The higher the value for an index, the more important it is for the chosen
model, dataset and scorer. Reciprocally, low-value points could be mislabelled,
or out-of-distribution, and dropping them can improve the model's performance.

```python
from joblib import parallel_config
from sklearn.datasets import load_iris
from sklearn.svm import SVC
from pydvl.valuation import Dataset, ShapleyValuation, UniformSampler,\ 
    MinUpdates, ModelUtility, SupervisedScorer

seed = 42
model = SVC(kernel="linear", probability=True, random_state=seed)

train, val = Dataset.from_sklearn(load_iris(), train_size=0.6, random_state=24)
scorer = SupervisedScorer(model, val, default=0.0)
utility = ModelUtility(model, scorer)
sampler = UniformSampler(batch_size=2 ** 6, seed=seed)
stopping = MinUpdates(1000)
valuation = ShapleyValuation(utility, sampler, stopping, progress=True)

with parallel_config(n_jobs=32):
    valuation.fit(train)

result = valuation.result
```

### Deprecation notice

Up until v0.9.2 valuation methods were available through the `pydvl.value`
module, which is now deprecated in favour of the design showcased above,
available under `pydvl.valuation`. The old module will be removed in a future
release.

# Contributing

Please open new issues for bugs, feature requests and extensions.
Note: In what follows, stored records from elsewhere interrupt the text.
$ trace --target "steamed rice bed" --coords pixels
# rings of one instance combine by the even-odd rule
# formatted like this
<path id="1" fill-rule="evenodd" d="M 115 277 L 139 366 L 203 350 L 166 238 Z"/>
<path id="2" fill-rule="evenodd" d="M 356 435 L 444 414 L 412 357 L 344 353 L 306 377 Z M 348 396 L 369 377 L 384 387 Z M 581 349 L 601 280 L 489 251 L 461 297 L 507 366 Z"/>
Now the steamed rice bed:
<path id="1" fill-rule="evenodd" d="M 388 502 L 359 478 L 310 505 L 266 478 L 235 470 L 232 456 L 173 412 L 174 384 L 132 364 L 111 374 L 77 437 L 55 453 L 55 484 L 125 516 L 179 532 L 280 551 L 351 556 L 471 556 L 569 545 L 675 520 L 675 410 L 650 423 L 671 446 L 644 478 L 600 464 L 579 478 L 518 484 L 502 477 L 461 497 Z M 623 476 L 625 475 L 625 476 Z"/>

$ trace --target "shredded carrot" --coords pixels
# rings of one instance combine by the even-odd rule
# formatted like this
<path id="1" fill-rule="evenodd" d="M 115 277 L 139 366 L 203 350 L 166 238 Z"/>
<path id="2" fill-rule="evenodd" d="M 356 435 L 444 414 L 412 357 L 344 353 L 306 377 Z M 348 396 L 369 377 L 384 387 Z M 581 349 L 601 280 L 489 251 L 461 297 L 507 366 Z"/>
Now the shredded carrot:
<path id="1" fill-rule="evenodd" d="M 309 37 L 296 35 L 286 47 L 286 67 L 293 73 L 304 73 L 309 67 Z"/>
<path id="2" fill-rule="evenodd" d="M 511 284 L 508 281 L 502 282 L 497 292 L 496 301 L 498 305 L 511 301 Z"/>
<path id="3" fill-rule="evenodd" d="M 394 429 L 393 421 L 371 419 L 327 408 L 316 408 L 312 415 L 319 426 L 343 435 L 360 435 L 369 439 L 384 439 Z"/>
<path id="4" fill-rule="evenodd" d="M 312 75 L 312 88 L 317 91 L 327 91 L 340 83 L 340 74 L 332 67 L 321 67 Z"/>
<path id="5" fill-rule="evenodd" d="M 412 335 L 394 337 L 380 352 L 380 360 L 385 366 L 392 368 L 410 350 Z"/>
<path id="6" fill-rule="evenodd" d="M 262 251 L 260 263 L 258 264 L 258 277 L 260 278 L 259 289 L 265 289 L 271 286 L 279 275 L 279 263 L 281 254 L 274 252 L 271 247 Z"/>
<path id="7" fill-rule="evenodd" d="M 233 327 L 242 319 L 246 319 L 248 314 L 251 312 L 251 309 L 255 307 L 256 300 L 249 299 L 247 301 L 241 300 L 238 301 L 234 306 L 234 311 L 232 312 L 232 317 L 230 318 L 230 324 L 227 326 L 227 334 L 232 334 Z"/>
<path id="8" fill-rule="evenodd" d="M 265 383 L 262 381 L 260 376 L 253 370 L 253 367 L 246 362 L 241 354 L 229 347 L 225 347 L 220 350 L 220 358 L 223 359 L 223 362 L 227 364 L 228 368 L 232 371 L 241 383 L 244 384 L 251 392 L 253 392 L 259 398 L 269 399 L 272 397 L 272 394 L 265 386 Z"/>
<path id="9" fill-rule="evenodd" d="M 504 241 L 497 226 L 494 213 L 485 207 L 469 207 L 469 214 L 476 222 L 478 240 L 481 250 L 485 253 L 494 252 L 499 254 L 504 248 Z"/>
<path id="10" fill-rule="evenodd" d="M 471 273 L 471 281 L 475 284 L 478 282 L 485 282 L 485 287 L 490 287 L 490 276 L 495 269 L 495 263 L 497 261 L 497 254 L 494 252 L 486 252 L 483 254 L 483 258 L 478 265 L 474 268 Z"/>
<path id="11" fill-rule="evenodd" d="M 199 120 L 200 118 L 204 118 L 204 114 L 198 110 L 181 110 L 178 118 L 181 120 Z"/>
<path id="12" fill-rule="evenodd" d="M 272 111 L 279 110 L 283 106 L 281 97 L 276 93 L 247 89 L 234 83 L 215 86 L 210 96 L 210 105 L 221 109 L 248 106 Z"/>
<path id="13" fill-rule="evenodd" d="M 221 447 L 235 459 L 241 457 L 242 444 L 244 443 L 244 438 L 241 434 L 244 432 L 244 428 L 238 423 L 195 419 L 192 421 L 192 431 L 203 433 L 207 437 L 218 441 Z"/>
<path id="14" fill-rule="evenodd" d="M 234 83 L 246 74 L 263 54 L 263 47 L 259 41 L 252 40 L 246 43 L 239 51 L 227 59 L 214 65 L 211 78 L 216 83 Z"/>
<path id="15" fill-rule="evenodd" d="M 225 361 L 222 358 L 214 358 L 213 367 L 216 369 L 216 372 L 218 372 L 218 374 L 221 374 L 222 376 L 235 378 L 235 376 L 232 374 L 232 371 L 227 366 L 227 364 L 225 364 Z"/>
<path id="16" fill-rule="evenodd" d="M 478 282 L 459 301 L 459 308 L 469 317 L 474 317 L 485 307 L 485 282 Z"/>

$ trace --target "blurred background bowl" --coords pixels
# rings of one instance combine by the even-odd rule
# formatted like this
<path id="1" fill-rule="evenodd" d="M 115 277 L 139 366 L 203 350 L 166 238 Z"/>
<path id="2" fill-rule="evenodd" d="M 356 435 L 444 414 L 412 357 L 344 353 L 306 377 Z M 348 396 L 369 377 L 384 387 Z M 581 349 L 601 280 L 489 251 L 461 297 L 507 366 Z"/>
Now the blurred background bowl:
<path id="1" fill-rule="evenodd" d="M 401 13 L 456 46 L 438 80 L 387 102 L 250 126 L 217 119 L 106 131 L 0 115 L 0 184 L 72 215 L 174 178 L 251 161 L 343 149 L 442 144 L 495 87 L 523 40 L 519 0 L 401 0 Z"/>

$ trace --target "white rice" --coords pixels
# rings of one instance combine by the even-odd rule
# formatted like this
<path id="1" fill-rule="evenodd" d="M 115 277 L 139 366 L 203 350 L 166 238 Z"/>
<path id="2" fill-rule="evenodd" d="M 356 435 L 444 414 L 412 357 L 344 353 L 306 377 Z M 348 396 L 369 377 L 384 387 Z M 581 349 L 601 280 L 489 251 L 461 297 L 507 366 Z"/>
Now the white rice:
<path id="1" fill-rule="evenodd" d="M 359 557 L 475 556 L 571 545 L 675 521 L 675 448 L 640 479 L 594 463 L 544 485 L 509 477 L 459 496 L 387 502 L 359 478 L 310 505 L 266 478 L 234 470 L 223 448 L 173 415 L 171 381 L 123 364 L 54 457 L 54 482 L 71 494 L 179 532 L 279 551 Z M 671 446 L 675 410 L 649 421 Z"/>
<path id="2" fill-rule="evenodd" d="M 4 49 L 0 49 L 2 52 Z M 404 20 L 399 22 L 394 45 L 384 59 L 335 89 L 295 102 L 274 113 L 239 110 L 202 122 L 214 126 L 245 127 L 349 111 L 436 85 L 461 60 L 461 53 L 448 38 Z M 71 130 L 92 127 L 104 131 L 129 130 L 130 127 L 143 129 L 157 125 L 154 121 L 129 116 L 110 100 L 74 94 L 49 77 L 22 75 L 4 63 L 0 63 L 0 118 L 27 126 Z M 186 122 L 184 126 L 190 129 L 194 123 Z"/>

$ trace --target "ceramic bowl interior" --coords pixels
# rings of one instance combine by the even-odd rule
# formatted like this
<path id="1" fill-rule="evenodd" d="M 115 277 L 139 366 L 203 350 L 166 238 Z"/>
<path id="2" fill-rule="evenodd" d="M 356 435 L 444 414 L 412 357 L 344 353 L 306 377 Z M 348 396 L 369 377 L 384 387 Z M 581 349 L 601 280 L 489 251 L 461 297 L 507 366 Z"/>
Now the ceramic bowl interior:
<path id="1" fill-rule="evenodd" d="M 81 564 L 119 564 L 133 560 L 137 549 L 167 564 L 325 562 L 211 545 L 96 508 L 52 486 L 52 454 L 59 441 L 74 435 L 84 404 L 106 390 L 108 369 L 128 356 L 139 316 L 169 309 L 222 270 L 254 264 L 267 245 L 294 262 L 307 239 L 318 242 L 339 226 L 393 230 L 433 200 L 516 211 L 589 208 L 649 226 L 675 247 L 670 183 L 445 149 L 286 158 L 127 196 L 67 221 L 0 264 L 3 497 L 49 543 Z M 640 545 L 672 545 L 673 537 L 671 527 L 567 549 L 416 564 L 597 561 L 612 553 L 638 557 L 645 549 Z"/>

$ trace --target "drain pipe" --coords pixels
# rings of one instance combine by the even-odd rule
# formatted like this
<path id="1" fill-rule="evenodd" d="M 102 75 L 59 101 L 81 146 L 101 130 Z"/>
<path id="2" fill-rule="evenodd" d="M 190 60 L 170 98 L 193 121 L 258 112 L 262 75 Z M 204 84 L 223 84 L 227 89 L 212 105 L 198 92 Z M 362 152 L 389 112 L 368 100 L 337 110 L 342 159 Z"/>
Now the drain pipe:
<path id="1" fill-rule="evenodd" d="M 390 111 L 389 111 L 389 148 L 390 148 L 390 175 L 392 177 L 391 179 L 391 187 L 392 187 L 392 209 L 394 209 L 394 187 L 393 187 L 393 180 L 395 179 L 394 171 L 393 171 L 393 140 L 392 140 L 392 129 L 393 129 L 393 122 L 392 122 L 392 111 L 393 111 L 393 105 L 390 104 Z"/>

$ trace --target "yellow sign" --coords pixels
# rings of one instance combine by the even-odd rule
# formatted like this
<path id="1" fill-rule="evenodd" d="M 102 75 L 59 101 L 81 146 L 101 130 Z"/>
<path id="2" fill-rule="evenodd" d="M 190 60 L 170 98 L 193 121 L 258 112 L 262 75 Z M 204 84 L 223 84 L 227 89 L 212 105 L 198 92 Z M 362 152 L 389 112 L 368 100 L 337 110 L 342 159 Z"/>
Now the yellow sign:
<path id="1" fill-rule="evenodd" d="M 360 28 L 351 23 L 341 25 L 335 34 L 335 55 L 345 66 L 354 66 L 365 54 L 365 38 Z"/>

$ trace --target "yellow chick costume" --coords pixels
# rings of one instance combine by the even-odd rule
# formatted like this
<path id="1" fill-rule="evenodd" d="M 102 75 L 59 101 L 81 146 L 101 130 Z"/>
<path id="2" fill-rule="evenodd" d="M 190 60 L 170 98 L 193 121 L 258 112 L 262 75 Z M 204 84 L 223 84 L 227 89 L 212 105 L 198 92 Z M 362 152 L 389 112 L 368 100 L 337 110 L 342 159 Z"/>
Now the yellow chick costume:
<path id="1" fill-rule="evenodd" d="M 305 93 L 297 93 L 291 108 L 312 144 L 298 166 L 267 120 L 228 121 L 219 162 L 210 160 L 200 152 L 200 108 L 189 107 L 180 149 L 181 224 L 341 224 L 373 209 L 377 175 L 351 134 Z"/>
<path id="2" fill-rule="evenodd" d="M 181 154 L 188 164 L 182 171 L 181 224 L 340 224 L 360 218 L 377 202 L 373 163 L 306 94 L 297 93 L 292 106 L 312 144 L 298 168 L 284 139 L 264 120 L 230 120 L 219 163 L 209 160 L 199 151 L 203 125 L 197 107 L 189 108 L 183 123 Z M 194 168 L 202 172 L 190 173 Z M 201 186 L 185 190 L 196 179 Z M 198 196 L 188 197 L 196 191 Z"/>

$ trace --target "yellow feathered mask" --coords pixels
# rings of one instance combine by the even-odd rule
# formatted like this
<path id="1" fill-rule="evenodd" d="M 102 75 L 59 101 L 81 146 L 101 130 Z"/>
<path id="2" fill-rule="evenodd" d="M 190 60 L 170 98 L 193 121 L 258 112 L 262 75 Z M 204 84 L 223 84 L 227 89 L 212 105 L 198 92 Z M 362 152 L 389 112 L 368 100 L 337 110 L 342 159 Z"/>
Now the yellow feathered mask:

You can read
about the structure of the project, the toolchain and workflow in the [guide for
contributions](CONTRIBUTING.md).

# License

pyDVL is distributed under
[LGPL-3.0](https://www.gnu.org/licenses/lgpl-3.0.html). A complete version can
be found in two files: [here](LICENSE) and [here](COPYING.LESSER).

All contributions will be distributed under this license.